You only need to speak to Begoña Arana Alvarez for a few minutes to realise just how passionate she is about her work with Hogar Betania. Begoña was already working for a charity, catering for a small group of twelve to fifteen homeless people, when the organisation decided it had to close down for lack of funds. There was no doubt in Begoña’s mind that this could not be allowed to happen and she determined to keep the Hogar open, whatever it took. And what it has taken is complete dedication to the project and an enthusiasm that knows no bounds. Begoña was twenty-five when she took over the management of the Hogar. She worked without a salary for 18 months, after which she applied for some remuneration through EU sponsorship. What she has achieved since then is nothing less than impressive.

The Hogar has grown from catering for 12-15 people to a much bigger venture which provides a home for sixty people and which also provides cooked food for over 300 people, on a daily basis. This increase in residents was possible when Begoña got the Ayuntamiento in La Linea to give them a large building, behind the old hospital, which had once been an old people’s home. The building was derelict and had to be completely refurbished; a job which took three and a half years to complete, as well as constant work on Begona’s part to get the necessary funds to cover costs. Dozens of firms and individuals from the area helped out – many from Gibraltar. In fact, Begoña makes it very clear when you speak to her that without the help they get from Gib, much of what they do would not be possible.

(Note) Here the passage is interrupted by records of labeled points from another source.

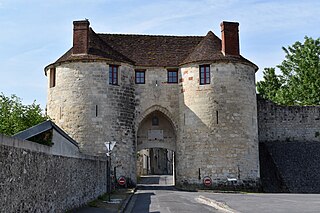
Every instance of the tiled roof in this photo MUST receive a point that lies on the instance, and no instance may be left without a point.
(153, 50)
(98, 49)
(148, 50)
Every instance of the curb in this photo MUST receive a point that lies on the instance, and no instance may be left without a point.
(125, 204)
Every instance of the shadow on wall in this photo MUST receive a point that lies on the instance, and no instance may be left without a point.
(297, 164)
(216, 139)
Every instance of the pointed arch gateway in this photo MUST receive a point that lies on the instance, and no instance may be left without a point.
(156, 141)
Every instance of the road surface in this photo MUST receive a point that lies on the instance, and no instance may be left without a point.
(157, 194)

And Hogar Betania isn’t just a roof over the heads of some of the most vulnerable and marginalised people in society. It also offers all the support required to reintegrate these individuals into society by helping them to find employment and accommodation. And as if this wasn’t enough the Hogar undertakes other important social projects: it acts as a Summer school for some of the most under-privileged children in La Linea, providing them with breakfast, lunch and “merienda”, as well as fun activities and outings; it supports the rehabilitation of ex-prisoners; it has recently welcomed several immigrant women who were pregnant – some of whom have already given birth in the short time since they arrived. These women and their babies have been set up in a house which was recently ceded to Betania. There, the women will be supported in whatever way they need to bring up their children and helped to eventually become independent. It’s worth mentioning that many of these women have been trafficked and are often pregnant as a result of rape. For these reasons, living among others in the same circumstances, in a safe place, is of crucial importance.

It’s only when you try to work out how much money it takes to provide all these services, for all these people, that you realise how much it must cost to run the place. And none of it comes from the government or official sources; Hogar Betania relies entirely on donations.  It’s only the ongoing support from residents of the Campo de Gibraltar, on both sides of the border, which make it possible for a place like this to exist.

Toiletries, non-perishable goods, nappies etc. are always very welcome. The home’s continued existence is a testament to human perseverance and kindness, and if you would like to help ensure its future, their doors are always open to whatever help can be offered.